LA FUNDAMENTACIÓN DEL DERECHO CANÓNICO


1. Fundamentación clásica o social
● El primer gran esfuerzo fundamentador del Derecho canónico fue el
desarrollado por los autores del Ius Publicum Ecclesiasticum (ss. XIX-XX), que
subrayan el carácter visible, societario, institucional y jerárquico de la Iglesia,
presentándola como una sociedad jurídica perfecta, y se apoya en 4 pilares:
1) El Evangelio (y el Nuevo Testamento en general) testifica que Cristo dotó a
los Apóstoles y a sus sucesores de unos poderes.
2) Esos poderes tienen un contenido jurídico.
3) La Iglesia es una sociedad jurídica perfecta (vide III, 1).

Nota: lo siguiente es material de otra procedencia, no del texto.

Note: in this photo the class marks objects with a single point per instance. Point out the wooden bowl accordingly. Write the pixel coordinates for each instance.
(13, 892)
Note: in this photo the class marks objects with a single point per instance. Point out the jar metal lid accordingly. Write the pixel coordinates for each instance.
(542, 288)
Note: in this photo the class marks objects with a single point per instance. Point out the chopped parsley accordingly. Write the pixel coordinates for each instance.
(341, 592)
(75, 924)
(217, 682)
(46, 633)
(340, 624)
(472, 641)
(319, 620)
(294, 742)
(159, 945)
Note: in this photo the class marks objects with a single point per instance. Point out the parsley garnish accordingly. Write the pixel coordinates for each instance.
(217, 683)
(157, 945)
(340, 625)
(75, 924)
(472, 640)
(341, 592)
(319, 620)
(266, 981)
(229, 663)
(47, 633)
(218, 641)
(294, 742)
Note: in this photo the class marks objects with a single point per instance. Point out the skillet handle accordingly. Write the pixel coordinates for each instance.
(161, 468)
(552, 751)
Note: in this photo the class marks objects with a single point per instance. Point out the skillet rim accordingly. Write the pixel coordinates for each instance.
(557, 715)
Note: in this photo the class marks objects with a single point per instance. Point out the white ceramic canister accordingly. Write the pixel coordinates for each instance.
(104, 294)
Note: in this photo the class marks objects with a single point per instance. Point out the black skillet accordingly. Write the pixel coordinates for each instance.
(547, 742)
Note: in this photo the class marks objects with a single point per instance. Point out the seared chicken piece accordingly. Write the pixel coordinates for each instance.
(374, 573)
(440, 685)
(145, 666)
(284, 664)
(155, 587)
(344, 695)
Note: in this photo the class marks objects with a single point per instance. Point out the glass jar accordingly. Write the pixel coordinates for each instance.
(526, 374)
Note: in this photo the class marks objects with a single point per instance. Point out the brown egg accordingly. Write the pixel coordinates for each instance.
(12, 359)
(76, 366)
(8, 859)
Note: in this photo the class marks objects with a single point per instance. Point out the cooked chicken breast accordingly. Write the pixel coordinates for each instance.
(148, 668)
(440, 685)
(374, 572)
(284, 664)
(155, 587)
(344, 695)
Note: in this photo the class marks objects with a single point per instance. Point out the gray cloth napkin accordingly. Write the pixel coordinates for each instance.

Sociedad cuya finalidad constituye un bien completo en su orden y con todos
los medios adecuados para alcanzarla de modo plenamente autónomo y
soberano (vide III, 1).
Como señaló P. A. D’Avack, hay mucho paralelismo entre este concepto y el de
ordenamiento jurídico primario (propuesto por Santi Romano y utilizado por la
Teoría general del Derecho).
4) “Ubi societas, ibi ius”; la Iglesia tiene por ello su propio Derecho.

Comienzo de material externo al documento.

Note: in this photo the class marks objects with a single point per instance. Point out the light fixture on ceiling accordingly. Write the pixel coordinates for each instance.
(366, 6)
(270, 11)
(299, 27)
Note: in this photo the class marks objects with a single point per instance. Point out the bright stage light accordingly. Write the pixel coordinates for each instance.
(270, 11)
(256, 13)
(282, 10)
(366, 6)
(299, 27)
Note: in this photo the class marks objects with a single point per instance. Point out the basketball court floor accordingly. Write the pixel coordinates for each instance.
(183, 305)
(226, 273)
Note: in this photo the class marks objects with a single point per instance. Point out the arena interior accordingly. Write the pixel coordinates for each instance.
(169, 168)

● Hasta principios del s. XX, ese fue el modo principal de justificar la existencia
del Derecho canónico y su relación con el misterio de la Iglesia.
Pero esa explicación, que se mostró eficaz “ad extra”, era frágil “ad intra” e
incompleta, pues sus dos piezas principales —jerarquía y sociedad — funcionan
«como dos constantes en cuya relación no se ahonda» (A. Marzoa), y es
insuficiente para explicar algunos aspectos del Derecho canónico.

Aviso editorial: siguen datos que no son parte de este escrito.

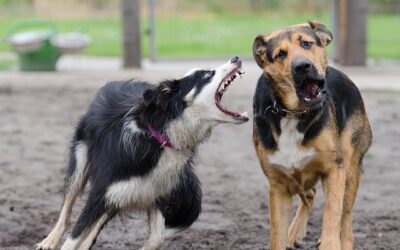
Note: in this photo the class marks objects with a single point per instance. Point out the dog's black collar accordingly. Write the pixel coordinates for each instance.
(278, 109)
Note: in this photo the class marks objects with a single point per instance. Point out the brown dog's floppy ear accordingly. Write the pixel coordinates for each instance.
(259, 49)
(322, 32)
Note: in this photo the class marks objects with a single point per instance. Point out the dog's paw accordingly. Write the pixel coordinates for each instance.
(296, 236)
(46, 244)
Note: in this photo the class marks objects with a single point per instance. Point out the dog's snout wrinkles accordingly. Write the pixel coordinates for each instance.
(301, 65)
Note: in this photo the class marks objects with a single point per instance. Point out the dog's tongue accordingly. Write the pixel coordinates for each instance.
(313, 90)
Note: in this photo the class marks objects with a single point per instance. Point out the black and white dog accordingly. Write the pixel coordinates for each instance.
(136, 146)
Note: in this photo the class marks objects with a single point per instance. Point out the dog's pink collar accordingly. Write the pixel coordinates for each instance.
(159, 137)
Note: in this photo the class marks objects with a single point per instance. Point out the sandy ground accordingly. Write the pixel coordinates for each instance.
(37, 115)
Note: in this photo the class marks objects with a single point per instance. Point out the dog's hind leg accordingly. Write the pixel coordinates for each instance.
(156, 229)
(74, 184)
(352, 182)
(298, 227)
(92, 219)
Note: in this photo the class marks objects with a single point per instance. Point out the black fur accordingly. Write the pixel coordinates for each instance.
(110, 161)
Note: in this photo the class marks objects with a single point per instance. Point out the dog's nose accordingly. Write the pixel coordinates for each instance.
(301, 65)
(235, 59)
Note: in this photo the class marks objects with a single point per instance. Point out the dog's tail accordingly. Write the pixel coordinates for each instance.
(183, 206)
(77, 172)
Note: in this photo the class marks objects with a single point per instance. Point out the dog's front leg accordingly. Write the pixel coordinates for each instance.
(333, 184)
(156, 230)
(280, 203)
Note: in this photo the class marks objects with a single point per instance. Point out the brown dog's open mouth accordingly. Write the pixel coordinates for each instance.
(223, 86)
(312, 90)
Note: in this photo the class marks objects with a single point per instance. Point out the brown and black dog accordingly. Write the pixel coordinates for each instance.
(310, 124)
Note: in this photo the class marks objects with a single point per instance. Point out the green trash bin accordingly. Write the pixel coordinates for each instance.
(35, 51)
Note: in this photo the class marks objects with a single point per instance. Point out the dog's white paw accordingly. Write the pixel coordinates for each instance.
(46, 244)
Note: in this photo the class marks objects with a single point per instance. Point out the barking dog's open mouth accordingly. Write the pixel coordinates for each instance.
(312, 90)
(223, 86)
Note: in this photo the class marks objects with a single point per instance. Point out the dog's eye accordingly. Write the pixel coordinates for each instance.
(306, 44)
(281, 55)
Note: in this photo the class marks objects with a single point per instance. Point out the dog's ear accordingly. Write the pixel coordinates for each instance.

Desde esta perspectiva del IPE, el Derecho canónico se diferenciaría poco del
estatal: sí en cuanto al origen de su poder y al fin de la Iglesia, pero no tanto en
cuanto a sus materias (organización, administración, procesos, penas...).
● El Conc. Vaticano II no desautorizó la argumentación anterior, a la que ha
aludido implícitamente, aunque invirtiendo el orden de sus dos piezas, al
enseñar que «el Cuerpo místico de Cristo y la sociedad / dotada de órganos
jerárquicos [societas organis hierarchicis instructa] no han de considerarse dos
realidades distintas, sino que forman más bien una realidad compleja, en la que
están unidos el elemento humano y el divino»; y al señalar que Iglesia está
«constituida y ordenada en este mundo como sociedad» (LG, 8).
Pero la Const. Lumen gentium, al utilizar además la noción de Pueblo de Dios,
que integra los elementos anteriores, permite fundamentar el Derecho canónico
de un modo más unitario y profundo.
Sus enseñanzas sobre el Pueblo de Dios comienzan por el elemento
comunitario (cf. LG, 9), al que se une orgánicamente el jerárquico, y muestran
que ambos elementos son inseparables de la dimensión mística de la Iglesia.

● El nuevo Pueblo de Dios, por otro lado, como muestra la Revelación, reúne
desde sus orígenes todos los elementos esenciales de una sociedad (conjunto de
personas ligadas de manera orgánica, por un principio de unidad que supera a
cada una de ellas, para la consecución de determinados fines existenciales), al
tiempo que los trasciende.
a) Se presenta como una comunidad de personas bien diferenciada;
b) está dotado por Cristo de una estructura concreta;
c) participa de la misión de Cristo, y tiende así hacia unos objetivos específicos
(sobrenaturales);
d) Cristo ha instituido en él una autoridad (jerárquica), al servicio del bien
común eclesial: que todos sus miembros, «libre y ordenadamente, alcancen la
salvación» (LG, 18).
e) y está llamado a perdurar, «hasta la consumación de los siglos» (Mt 18, 20).
La Iglesia tiene así (“ubi societas, ibi ius”) un sistema propio de Derecho.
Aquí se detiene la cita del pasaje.